4. Seattle recently signed a new star player, Nicolas Lodeiro.

While Schmetzer deserves his due credit for setting Seattle’s game plans in their recent wins, it’s pretty clear that the biggest influence has been a different new arrival: Uruguayan midfielder Nicolas Lodeiro.

As it turns out, the guy is good at soccer. Like, really good. And since he has been on the field for Seattle to set the tempo and add creativity to the attack, the Sounders have looked like a different team. Lodeiro just sort of makes everyone else play better.

“Lodeiro has made Seattle a much different team in the attack,” Porter said.

The Sounders have only played three matches with their new midfield maestro, but they won two of those and tied one. For some perspective, in the 20 games they played before Lodeiro’s arrival, they only won six. So they won 30 percent of games before Lodeiro and 66 percent after Lodeiro -- look, it’s a small sample size, but the former Boca Juniors midfield instantly doubled the Sounders’ win rate.

5. The Timbers have never won in Seattle during the regular season.

CenturyLink Field is perhaps one of the most intimidating places to play in all of MLS. The Sounders fanbase is passionate and turns out in huge numbers. The Sounders regularly sit at the top of the attendance standings and when the Timbers went to Seattle last year, it was the Sounders’ fourth-highest attendance ever at 64,358 fans.

But the Timbers have one of the loudest fanbases in MLS too, so that can’t really explain why the Timbers have never won in a regular season match in Seattle. (They did win one playoff game in Seattle in 2013, which certainly added fuel to their rivalry.) Schmetzer chalked up the Timbers road woes to the difficulty of winning games in MLS, no matter where they are.

“Our league is a very tough league. It's a streaky league,” Schmetzer said. “There's a lot of parity. Whatever the reason is for Portland's struggles up here, you could say that in the game that counted the most in the playoffs, maybe that was the victory that mattered most.”

6. The Timbers have new reinforcements on the back line.

Injury has decimated the Timbers this year, especially on the back line. Porter insists it is not an excuse, but at the same time, it clearly has affected the team’s chemistry a bit.

“We’ve only played the same lineup twice,” Porter said. “That’s been because of injuries and suspensions and international duty. We haven’t been able to settle into a rhythm of continuity.”

The good news is the team signed three new defenders in the summer transfer window to mitigate the constant stream of injuries, including one that ended the season of centerback Nat Borchers.
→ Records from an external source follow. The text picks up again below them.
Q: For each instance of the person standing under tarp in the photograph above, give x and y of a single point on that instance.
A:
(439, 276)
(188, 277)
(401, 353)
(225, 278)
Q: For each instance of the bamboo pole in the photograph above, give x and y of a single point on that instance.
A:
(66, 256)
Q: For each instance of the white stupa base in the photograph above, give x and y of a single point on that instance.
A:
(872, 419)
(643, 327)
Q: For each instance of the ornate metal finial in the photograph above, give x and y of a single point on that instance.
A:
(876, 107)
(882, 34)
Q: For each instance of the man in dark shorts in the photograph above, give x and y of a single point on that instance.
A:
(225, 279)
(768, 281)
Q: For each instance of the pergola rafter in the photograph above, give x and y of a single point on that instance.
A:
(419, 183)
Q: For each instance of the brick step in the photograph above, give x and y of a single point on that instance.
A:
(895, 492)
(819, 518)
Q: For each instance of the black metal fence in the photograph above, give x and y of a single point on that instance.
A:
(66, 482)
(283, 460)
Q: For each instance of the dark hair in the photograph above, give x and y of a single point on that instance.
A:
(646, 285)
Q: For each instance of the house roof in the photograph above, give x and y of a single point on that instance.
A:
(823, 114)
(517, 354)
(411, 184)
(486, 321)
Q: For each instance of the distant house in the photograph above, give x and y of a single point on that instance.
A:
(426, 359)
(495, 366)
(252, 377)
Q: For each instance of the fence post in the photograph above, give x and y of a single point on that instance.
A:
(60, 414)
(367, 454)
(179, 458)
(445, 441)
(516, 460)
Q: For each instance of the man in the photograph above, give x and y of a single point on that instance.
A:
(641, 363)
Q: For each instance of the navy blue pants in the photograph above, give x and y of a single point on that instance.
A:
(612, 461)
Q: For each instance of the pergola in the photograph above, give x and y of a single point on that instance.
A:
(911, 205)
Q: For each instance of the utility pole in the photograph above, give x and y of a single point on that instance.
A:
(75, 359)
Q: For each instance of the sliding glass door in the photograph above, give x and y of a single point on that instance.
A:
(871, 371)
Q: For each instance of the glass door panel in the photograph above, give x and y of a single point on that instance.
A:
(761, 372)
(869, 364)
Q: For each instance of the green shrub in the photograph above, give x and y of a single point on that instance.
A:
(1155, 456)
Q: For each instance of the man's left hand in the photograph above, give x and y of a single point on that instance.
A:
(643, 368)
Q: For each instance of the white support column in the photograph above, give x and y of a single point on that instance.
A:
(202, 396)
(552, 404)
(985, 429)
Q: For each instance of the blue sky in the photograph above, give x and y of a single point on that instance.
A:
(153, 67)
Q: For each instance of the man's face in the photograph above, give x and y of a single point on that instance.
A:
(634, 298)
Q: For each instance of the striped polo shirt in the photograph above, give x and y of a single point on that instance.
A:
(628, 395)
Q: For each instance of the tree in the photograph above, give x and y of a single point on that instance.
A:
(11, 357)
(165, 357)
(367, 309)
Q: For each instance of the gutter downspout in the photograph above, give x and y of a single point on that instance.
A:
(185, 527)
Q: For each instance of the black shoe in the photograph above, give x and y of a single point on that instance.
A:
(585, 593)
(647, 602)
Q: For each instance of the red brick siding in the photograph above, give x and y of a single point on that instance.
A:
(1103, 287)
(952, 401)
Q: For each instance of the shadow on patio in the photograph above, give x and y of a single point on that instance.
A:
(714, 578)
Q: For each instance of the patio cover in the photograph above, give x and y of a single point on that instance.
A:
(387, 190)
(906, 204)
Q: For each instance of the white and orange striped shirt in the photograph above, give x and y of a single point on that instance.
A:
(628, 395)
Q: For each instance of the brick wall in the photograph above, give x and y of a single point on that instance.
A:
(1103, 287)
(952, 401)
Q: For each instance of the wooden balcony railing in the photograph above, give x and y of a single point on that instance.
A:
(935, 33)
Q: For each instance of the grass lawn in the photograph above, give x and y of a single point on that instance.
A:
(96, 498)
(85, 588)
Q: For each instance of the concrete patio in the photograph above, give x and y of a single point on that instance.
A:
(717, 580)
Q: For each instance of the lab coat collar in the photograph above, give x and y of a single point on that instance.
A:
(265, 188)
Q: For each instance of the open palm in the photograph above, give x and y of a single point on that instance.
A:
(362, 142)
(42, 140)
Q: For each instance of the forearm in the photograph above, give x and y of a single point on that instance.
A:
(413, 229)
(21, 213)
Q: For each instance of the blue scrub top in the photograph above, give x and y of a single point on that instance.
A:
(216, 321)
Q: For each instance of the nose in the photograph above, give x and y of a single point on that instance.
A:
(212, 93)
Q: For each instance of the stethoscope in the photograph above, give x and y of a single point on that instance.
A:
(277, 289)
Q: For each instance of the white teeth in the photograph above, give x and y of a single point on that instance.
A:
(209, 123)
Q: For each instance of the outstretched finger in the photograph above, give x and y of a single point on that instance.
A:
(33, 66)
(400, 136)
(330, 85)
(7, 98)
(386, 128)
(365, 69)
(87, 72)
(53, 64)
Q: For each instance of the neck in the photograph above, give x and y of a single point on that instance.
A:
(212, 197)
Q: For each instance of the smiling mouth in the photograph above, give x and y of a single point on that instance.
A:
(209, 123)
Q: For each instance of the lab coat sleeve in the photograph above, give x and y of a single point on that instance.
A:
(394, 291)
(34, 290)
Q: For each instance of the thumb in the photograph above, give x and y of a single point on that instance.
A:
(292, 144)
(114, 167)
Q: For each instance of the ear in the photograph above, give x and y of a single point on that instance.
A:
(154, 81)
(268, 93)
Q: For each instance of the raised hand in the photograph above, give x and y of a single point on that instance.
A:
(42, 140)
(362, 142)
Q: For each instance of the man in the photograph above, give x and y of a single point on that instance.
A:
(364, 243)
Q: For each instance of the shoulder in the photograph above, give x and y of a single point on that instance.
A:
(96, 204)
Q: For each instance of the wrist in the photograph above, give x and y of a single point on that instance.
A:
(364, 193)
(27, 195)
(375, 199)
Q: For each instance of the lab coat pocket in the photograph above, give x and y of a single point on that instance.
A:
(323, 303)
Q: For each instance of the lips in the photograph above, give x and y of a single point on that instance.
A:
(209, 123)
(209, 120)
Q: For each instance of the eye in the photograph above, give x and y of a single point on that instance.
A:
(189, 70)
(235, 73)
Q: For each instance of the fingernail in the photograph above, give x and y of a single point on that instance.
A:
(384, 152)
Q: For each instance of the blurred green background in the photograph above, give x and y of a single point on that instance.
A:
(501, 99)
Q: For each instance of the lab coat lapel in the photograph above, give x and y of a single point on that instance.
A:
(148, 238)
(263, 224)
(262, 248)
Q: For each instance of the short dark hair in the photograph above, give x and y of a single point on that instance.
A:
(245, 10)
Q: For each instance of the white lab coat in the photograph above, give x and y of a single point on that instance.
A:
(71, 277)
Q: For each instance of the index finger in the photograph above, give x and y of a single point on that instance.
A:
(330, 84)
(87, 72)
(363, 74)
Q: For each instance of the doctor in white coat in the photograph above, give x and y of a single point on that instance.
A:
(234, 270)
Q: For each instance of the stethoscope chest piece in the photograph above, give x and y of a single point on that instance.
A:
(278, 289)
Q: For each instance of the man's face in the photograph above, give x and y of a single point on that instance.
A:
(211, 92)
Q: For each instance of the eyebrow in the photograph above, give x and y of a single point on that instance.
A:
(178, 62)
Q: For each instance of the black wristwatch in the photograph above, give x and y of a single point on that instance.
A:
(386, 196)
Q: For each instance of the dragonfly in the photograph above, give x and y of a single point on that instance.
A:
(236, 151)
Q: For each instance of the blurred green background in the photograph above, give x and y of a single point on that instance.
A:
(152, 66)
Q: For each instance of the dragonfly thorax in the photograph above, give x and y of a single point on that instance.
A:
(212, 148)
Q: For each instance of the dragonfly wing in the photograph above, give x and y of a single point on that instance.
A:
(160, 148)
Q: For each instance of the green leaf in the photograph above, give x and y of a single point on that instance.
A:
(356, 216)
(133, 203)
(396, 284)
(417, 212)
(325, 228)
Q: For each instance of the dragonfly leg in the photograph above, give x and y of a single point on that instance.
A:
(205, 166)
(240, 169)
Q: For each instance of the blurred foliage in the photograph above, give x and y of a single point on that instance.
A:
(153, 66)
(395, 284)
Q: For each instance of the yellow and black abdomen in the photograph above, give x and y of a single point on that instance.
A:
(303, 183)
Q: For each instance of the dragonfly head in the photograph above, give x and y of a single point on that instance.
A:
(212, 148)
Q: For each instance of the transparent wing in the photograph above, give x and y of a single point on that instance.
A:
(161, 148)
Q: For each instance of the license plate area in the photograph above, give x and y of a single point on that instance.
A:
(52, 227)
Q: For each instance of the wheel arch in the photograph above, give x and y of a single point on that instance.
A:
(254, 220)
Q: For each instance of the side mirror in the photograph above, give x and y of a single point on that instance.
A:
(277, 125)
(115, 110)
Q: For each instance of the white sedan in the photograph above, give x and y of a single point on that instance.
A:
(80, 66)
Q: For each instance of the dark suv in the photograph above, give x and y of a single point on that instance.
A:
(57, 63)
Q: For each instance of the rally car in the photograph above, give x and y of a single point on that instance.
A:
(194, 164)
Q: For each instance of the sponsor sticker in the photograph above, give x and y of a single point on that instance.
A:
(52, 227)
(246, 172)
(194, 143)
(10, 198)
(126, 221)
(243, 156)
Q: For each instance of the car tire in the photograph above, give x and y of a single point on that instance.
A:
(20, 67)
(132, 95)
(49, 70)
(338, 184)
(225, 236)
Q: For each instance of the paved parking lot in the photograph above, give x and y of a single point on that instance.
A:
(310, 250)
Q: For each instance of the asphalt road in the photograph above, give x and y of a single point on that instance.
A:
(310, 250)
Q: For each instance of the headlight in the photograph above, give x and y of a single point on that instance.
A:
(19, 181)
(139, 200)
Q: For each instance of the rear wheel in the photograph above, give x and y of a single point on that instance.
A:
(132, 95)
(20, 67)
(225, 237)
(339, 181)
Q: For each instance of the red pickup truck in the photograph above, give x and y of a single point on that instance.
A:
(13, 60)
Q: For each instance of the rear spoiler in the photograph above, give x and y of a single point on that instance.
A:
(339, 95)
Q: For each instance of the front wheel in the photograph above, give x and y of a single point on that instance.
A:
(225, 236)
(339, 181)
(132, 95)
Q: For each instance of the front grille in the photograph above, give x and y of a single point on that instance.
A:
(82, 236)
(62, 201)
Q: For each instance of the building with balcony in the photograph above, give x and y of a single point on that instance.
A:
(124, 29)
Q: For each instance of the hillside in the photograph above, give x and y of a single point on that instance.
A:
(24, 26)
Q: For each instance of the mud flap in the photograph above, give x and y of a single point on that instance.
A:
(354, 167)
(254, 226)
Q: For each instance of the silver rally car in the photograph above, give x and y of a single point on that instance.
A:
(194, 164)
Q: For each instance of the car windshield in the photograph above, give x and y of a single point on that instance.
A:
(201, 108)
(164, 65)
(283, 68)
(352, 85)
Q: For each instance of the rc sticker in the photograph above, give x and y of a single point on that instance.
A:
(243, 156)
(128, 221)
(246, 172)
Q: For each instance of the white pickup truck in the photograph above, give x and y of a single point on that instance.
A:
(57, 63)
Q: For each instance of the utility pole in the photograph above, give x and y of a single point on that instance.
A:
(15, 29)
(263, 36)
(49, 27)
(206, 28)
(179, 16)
The team brought in Steven Taylor, Vytas Andriuskevicius and Gbenga Arokoyo.

The most noteworthy one there is Taylor, a longtime Newcastle centerback, but Porter was coy about whether Taylor will make his debut against Seattle, calling it “promising” that Taylor played 90 minutes with the Timbers reserve team last week.

“We'll make what we feel is the right decision,” Porter said. “At this stage, we need to go with our best group and, yet, we have to be mindful of playing players before they're fit.”

7. The teams are playing in back-to-back weeks, and the Sounders could bypass the Timbers in the standings.

MLS scheduling isn’t always perfect and this year, one of the oddities is that the Sounders and Timbers face each other in back-to-back weeks, this weekend and next weekend. While it’s debatable whether that’s good or not, it has the net effect of letting the rivalry control a pretty pivotal moment in the playoff push.

Seattle sits in ninth place, five points away from the Timbers, in sixth place -- the spot that just so happens to be the last playoff spot. If Seattle can win twice, they will leapfrog Timbers and squeeze them out of playoff position.

Teams normally only play a home-and-away series during the playoffs, so the back-to-back scheduling adds an extra dimension to this already tense rivalry.

As Schmetzer put it: “It feels like playoffs in the middle of your season.”

But for the Sounders, they really just needs points.

“I am well aware of the mathematics, the arithmetic and everything, but because we're in this predicament, because we dug ourselves in a little bit of a hole, I hate to be cliche but we have to focus, whether it's Portland or not,” Schmetzer said.